Tidak hanya di institusi negara, di institusi pendidikan pun diskriminasi masih kerap terjadi. Salah satunya dialami oleh Fajar Edin Mulyadi, salah satu penghayat muda yang kini berkuliah di Universitas Ahmad Yani.

Kala itu, Fajar yang duduk masih duduk di jenjang pendidikan tinggi mendapatkan perlakuan berbeda dari sekolah. Ketika pembagian rapor misalnya, dirinya mendapatkan rapor terpisah, ada rapor yang seluruh mata pelajaran, ada pula rapor dari penyuluh Budi Daya. Bagi Fajar, hal tersebut menandakan bahwa nilai dari penyuluh tidak dimasukkan ke dalam sistem.

Selain dari segi sistem penilaian, beberapa oknum dari pihak sekolah juga kerap memberikan perlakuan berbeda. Ceritanya, kala itu, Fajar sedang mengikuti salah satu program pelatihan. Fajar pun dimasukkan ke dalam grup percakapan. Entah sadar atau tidak, seorang oknum tenaga pendidikan melontarkan pertanyaan yang tidak mengenakan.

“Ini si Fajar kenapa masuk grup ini, mau ada apa? Dia mah muslim (juga) bukan,” ucap Fajar mengulang percakapan yang ada di grup tersebut. “Jadi seakan-akan beranggapan kita tuh, ibaratnya, sering dianggap sesat atau apa. Mungkin anggapannya seperti itu.”

Meski kerap mendapatkan diskriminasi, Calista dan Fajar tidak patah arang, mereka berdua terus menuntut hak mereka sebagai warga negara. Hak untuk mendapatkan rasa aman, hak untuk beribadah.
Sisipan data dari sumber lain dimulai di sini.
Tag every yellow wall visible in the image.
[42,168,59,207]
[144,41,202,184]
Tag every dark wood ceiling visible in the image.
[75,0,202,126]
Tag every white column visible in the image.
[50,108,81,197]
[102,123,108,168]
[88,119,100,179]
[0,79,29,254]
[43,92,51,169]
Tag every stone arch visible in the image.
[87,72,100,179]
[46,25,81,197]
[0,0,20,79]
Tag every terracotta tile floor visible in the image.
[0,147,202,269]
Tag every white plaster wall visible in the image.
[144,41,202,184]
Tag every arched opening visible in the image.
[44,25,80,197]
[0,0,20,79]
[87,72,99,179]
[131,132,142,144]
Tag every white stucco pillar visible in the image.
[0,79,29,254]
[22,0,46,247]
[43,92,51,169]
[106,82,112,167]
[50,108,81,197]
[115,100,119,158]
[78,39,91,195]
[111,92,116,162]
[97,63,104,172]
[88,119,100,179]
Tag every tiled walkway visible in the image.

Keduanya berharap pemerintah dapat memfasilitasi, melindungi, dan mengayomi masyarakat penghayat. Sebab, meskipun warga sudah menganggap keberadaan para penghayat, jika pemerintah masih meragukan, maka timbal baliknya ke para penghayat menjadi negatif lagi.

“Di negara kalau misalnya penduduknya banyak baru diakui. Terus misalnya sedikit, ga mau diakui? Kita kan manusia. Kita kan masyarakat Indonesia,” tutup Calista.